Over the same period, all indicators of air pollution
improved regularly, with the exception of summer ozone
levels. Six percent of the overall 32 percent reduction in
nitrogen oxides (NOx), as well as all 9 percent of the reduction
in carbon dioxide (CO2) emissions, were attributed to
the reduced number of cars and trucks in the city. Air quality
had strongly improved along the streets and avenues that
have been reorganized, with a reduction of 10 micrograms of
NOx per cubic meter on many streets. Injuries also decreased by 25 percent between 2001and 2005, in spite of a rapid
increase of motorized two-wheelers . Motorcyclists constitute
50 percent of road casualties in the city.

The Future

Mayor Delanoë is running for reelection in March 2008,
as is his Green Party coalition partner, the Deputy-Mayor
Baupin. They are opponents in the first round of the election,
and both are claiming credit for the legacy of their
mobility achievements. However, if they are re-elected, it
is probable that they will join in coalition again. Although
Baupin has occasionally been called names such as ‘Pol Pot’
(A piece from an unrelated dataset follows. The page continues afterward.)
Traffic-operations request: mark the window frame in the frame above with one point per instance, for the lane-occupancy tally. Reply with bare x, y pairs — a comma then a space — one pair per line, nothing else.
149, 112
and the ‘Khmer Vert’ by disgruntled motorists, this critique has largely fallen flat given the increasing interest in environmental
and climate change issues in opinion polls.
The administration has only been charging ahead. In
February 2007, it presented a 15-year sustainable Mobility
Plan which the Council of Paris approved for public hearings
and a final vote in 2008. The 2020 objectives of the
plan include: reducing traffic by 40 percent; reducing greenhouse
gas emissions by 60 percent; increasing transit capacity
by 30 percent; and raising non-automobile transportation
mode share from 78 percent to 83 percent.
The city has become a role model for sustainable transport.
Should the next administration receive a renewed
mandate to continue these policies, Paris would be able to
sustain their revolutionary efforts.